It is possible to make transfer prints from ink jet print outs. Professor Gerald R. Van Hecke was absolutely correct when he said, back in 1989, that I should use my knowledge of chemistry rather than saying lighter fluid “magically” lifts off the images from magazines. Had I listened, I might have been open to other methods.
Apparently, the techniques are all dependent upon chemistry—something needs to attack the bonds between the ink particles and the paper. In my old use of Zippo fluid and magazines, the lighter fluid did the trick. With Polaroid type 669 transfers, in the one case the ink hasn’t yet transferred to the photo paper, and in the emulsion transfer technique, the hot water dissolves the bond between the emulsion and the paper. These new-to-me techniques (it seems most articles on the internet were from 2011 through 2013, with nothing much new happening that I can find) some substance is used to lift the ink.

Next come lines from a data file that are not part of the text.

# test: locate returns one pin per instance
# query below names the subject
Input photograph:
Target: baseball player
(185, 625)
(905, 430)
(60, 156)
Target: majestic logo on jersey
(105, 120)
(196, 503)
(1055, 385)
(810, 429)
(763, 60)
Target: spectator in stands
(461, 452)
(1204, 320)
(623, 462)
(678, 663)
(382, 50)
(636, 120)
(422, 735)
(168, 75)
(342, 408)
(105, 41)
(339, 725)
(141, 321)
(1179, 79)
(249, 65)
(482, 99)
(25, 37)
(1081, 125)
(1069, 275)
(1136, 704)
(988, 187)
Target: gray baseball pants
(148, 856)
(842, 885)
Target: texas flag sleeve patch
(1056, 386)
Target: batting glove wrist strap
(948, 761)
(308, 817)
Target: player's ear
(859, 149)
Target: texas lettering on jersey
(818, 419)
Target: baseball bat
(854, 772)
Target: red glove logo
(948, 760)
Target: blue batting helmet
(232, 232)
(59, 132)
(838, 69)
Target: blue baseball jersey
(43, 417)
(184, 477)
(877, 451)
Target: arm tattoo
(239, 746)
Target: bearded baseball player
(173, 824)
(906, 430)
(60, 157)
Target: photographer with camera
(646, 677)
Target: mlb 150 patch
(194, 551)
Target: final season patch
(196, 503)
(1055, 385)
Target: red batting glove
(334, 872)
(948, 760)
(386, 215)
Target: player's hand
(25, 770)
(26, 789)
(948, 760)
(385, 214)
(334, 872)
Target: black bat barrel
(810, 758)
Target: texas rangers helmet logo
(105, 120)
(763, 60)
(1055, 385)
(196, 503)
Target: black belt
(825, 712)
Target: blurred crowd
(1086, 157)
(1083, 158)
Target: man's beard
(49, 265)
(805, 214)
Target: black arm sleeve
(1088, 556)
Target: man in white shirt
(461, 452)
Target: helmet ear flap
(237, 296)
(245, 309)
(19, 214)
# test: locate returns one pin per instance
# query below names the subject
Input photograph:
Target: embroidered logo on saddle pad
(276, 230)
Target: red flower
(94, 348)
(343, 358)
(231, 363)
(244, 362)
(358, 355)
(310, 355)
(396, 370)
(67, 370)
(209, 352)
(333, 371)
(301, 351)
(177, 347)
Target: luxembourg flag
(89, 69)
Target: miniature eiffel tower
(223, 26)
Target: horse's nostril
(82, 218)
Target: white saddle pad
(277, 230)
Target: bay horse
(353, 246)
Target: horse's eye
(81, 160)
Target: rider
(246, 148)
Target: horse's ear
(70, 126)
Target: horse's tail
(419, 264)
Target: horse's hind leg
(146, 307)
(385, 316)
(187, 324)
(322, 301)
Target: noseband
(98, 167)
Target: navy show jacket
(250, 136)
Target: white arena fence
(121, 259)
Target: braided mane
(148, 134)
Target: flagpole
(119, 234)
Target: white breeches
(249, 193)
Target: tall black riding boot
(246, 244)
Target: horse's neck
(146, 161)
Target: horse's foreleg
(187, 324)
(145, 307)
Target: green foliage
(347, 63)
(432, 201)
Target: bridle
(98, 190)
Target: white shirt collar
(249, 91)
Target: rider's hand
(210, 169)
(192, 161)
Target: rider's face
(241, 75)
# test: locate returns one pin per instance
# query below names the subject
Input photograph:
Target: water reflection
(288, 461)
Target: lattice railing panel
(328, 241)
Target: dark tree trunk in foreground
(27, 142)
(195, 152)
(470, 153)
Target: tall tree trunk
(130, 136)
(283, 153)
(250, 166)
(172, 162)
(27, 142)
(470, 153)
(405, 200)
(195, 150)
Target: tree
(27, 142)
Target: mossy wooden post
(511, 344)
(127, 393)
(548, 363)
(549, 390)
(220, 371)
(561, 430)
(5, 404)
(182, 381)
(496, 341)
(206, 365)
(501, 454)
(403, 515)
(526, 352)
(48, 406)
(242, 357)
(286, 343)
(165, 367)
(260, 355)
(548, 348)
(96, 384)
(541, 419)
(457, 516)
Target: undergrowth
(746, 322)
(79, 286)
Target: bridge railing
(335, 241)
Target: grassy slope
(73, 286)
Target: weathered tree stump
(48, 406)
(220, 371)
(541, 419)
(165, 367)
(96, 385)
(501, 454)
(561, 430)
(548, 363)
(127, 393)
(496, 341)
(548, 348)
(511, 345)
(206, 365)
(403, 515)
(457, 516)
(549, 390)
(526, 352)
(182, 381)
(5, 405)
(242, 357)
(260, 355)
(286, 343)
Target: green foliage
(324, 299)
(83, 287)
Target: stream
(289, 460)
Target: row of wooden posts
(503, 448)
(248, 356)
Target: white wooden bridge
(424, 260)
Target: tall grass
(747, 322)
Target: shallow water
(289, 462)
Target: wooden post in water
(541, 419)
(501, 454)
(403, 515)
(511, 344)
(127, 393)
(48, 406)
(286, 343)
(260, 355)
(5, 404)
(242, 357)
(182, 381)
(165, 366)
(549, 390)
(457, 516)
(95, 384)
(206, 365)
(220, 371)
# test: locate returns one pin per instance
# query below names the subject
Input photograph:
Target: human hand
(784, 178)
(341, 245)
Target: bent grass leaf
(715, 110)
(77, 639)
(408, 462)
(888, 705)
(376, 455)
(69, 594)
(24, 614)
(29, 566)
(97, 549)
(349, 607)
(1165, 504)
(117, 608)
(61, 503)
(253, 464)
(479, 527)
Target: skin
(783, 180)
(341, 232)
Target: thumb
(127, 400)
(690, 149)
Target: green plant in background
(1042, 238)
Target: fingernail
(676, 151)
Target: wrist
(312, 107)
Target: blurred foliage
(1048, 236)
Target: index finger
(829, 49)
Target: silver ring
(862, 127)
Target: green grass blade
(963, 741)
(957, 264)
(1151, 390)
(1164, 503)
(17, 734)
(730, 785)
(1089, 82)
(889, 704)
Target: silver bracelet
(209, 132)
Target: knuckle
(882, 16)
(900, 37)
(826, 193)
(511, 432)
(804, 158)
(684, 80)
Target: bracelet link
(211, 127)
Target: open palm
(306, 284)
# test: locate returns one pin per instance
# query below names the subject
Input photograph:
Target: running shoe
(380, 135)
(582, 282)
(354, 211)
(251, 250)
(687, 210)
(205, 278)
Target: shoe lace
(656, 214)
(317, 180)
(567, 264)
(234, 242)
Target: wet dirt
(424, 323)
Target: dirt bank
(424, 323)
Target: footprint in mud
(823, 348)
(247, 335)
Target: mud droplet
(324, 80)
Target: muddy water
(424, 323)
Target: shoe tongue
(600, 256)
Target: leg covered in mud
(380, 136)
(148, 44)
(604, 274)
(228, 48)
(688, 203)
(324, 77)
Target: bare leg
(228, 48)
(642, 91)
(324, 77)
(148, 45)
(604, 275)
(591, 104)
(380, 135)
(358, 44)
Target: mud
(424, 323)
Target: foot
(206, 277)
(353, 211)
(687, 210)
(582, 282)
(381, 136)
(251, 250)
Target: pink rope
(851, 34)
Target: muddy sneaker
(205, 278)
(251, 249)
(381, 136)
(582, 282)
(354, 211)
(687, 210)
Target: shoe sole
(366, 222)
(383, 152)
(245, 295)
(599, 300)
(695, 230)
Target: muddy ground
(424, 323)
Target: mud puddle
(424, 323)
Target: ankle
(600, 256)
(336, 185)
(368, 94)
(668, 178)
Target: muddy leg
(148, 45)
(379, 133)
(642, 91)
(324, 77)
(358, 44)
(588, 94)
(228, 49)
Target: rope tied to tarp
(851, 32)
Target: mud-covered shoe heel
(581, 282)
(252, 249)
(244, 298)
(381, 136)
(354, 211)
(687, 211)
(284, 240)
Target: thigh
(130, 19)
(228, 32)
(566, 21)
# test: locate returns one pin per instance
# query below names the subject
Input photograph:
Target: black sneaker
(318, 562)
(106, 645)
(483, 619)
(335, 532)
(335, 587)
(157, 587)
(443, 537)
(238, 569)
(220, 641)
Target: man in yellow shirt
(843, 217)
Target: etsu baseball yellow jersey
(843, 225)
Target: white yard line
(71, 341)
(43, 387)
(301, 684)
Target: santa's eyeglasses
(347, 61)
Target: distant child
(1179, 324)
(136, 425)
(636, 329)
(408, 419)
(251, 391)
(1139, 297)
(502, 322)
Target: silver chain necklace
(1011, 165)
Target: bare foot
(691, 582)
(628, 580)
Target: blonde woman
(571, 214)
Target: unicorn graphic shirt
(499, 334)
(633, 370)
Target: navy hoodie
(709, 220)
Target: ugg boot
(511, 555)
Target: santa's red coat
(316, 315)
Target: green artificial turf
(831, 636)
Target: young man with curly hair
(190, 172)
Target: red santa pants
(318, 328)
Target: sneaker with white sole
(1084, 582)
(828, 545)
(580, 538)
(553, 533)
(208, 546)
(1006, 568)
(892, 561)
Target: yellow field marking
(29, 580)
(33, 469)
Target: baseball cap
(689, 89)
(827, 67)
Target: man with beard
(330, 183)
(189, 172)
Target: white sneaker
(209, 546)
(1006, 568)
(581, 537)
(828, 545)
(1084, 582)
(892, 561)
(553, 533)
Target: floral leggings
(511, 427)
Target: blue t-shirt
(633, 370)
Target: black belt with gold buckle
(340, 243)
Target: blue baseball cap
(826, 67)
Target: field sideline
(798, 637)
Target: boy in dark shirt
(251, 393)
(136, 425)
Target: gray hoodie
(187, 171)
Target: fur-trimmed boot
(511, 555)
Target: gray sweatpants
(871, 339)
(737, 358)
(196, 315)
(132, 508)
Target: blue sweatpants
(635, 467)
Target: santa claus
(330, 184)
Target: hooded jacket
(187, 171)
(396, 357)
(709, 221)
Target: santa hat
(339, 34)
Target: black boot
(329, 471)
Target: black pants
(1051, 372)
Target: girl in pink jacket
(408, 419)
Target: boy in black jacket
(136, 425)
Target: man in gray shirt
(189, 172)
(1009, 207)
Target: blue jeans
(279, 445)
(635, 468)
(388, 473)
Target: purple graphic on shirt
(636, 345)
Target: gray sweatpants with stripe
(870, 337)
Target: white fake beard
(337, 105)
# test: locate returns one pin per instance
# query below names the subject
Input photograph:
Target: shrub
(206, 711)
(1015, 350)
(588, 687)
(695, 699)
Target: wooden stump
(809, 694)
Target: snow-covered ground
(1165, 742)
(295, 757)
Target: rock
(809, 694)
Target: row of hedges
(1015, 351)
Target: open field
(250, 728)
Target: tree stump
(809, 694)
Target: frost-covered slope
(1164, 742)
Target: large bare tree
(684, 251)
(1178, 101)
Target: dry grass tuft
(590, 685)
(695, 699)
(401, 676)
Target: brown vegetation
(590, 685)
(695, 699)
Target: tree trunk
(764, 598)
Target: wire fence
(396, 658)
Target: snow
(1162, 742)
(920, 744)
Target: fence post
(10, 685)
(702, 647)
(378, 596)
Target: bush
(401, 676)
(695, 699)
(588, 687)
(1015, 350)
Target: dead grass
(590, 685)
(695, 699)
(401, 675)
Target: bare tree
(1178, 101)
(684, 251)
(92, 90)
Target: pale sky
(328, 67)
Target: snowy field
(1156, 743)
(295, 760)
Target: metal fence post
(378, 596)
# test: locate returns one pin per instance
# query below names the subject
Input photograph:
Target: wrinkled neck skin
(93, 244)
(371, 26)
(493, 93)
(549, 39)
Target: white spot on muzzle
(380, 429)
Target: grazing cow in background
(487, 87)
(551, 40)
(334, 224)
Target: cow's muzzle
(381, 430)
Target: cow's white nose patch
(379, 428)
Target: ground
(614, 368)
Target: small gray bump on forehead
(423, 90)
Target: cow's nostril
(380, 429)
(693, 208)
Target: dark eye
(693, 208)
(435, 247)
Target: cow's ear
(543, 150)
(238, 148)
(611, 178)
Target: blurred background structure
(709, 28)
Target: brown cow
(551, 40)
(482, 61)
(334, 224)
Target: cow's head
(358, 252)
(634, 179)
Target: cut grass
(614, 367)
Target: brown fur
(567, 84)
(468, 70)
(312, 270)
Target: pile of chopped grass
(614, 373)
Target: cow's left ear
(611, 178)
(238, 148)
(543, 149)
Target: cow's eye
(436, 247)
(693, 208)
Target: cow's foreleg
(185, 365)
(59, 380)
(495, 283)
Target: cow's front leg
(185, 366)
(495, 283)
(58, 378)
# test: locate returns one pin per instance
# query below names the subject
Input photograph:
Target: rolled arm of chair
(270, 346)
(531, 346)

A good series of articles is here, a long article covering lots of different lifting media is here, and some all-in-one PDFs are here for gel printing and here for direct transfers. This last recipe is one of many approaches that print to non-porous surfaces (cheap plastic overheads; glossy backing to printable stickers; etc.) and then slap that surface down on the receiving surface before the ink has had much chance to dry.
So next weekend’s project is lined up I guess.